Mahmood’s hospitals are also accused of violating the Emergency Medical Treatment and Active Labor Act five times between April 2009 and February 2010 by refusing treatment to several critically ill patients and at least one woman in labor who was bleeding.
The Texas state government finally intervened after four years — not because of patient safety, but for failure to pay property taxes. This is despite at least three suspicious patient deaths, according to records from the U.S. Centers for Medicare and Medicaid Services, and multiple whistleblowing attempts. Federal authorities charged Mahmood in April for $1.1 million in false Medicare and Medicaid billings. A trial has been set for August.
Mahmood was able to “slip through the cracks” due to a breakdown in the regulatory system. Federal regulators are not set up to proactively address hospital owners or problems in hospital networks.

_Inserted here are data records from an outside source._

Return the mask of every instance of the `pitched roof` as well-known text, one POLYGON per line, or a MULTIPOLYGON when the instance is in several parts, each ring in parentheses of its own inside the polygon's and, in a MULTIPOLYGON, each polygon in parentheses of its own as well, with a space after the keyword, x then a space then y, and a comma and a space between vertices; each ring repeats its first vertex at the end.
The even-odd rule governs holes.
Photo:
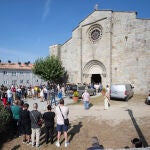
POLYGON ((33 64, 0 63, 0 69, 31 70, 33 64))

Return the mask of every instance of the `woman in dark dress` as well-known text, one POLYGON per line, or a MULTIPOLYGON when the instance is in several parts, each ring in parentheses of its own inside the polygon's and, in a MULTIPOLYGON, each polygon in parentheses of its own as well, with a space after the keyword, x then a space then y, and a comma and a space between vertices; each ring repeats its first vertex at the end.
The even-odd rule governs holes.
POLYGON ((53 144, 55 113, 51 111, 51 105, 47 106, 47 110, 48 111, 43 114, 43 120, 45 123, 45 141, 46 144, 48 144, 50 137, 50 142, 53 144))

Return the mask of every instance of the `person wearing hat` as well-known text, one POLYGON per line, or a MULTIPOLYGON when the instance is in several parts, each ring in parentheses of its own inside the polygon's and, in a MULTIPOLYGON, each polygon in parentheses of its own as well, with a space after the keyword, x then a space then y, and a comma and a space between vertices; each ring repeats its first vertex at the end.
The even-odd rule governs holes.
POLYGON ((47 106, 47 112, 43 114, 43 120, 45 123, 45 141, 46 144, 48 144, 48 140, 50 137, 50 142, 53 144, 53 135, 54 135, 54 119, 55 119, 55 113, 51 111, 51 105, 47 106))

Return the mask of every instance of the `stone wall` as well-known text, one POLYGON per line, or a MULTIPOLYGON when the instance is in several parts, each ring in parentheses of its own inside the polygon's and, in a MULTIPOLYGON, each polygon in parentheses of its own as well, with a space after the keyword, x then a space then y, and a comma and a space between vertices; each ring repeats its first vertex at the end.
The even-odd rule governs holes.
MULTIPOLYGON (((138 19, 135 12, 94 11, 63 45, 50 46, 50 54, 61 58, 70 82, 90 81, 96 67, 86 69, 87 78, 83 70, 89 62, 97 61, 97 66, 105 68, 104 86, 131 83, 139 94, 147 94, 150 89, 150 20, 138 19), (96 24, 102 27, 102 36, 93 42, 89 30, 96 24)), ((98 67, 99 73, 104 73, 98 67)))

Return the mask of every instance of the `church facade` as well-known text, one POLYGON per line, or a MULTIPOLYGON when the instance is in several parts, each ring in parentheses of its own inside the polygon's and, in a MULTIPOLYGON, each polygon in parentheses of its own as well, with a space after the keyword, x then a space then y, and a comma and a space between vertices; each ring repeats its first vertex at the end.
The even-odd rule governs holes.
POLYGON ((71 83, 131 83, 137 94, 150 90, 150 20, 136 12, 95 10, 68 41, 49 50, 71 83))

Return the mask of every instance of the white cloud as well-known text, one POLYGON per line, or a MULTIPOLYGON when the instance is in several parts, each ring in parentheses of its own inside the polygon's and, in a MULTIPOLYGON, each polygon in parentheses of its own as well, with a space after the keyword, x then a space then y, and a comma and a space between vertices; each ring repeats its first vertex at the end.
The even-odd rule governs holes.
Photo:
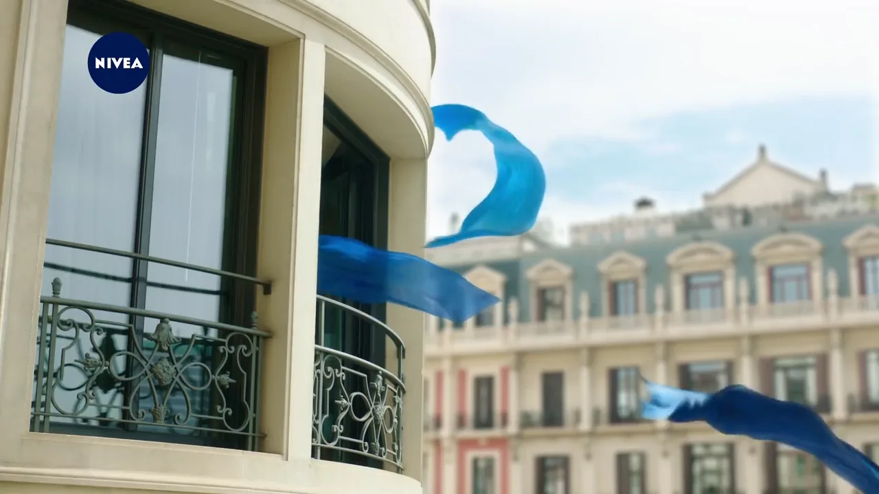
MULTIPOLYGON (((538 155, 570 134, 641 139, 637 122, 688 110, 879 88, 873 0, 437 0, 432 10, 433 103, 477 106, 538 155)), ((490 148, 468 139, 437 142, 432 234, 493 183, 493 168, 473 160, 490 165, 490 148)), ((561 226, 619 206, 550 193, 544 212, 561 226)))

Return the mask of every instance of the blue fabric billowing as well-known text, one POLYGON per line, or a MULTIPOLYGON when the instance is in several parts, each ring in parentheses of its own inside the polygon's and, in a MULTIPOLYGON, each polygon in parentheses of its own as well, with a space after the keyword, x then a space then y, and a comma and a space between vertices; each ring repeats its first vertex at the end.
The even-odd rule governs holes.
POLYGON ((543 203, 546 176, 540 160, 505 128, 463 105, 432 108, 437 128, 451 141, 463 130, 479 131, 494 146, 498 178, 489 195, 464 218, 461 231, 434 238, 427 247, 477 236, 508 236, 530 230, 543 203))
POLYGON ((815 456, 861 492, 879 494, 879 466, 837 437, 809 407, 737 384, 711 395, 650 381, 647 387, 644 418, 702 421, 724 434, 786 444, 815 456))
POLYGON ((499 299, 418 256, 351 238, 318 238, 317 292, 361 303, 396 303, 462 323, 499 299))

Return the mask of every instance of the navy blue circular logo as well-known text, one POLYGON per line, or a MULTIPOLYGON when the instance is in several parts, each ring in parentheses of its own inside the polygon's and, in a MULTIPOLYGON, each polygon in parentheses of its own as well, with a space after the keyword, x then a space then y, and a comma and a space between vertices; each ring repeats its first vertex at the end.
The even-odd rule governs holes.
POLYGON ((91 45, 89 75, 107 92, 131 92, 141 87, 149 73, 149 53, 133 34, 110 33, 91 45))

“We just don’t have that authority,” said David Wright, deputy regional administrator for CMS, the federal agency that oversees state health departments’ inspections of federally funded hospitals. “We can only address problems in stand-alone facilities.”
On the state’s end, the regulatory system is designed to be reactive, with patient complaints triggering inspections. Internally triggered inspections are as much as eight years apart.
This creates a system in which the hospitals can “self-correct” themselves — initiating “corrective actions” to avoid sanctions and fines.
“We want to do what’s in the best interest of the patients, and our regulatory philosophy is to get hospitals into compliance,” said Carrie Williams, spokeswoman for the Texas Department of State Health Services. “We’re not in the business of shutting down hospitals. We will give them some leeway and work with them.”
This attitude of allowing private companies to police themselves has led to Texas having the highest number of workplace accidents leading to lost days of work in the nation and being 18th per capita for industrial deaths. A combination of state-based de-regulation and reliance on federal regulation have led to a situation in which a disproportionate number of industrial accidents are allowed to persist.
Among the list of major industrial accidents in Texas is the April 17 fertilizer plant explosion in West that left at least 11 dead and more than 150 injured. In 2004 and 2005, BP oil refinery explosions killed at least 16, and a 2000 Phillips petroleum explosion injured 71.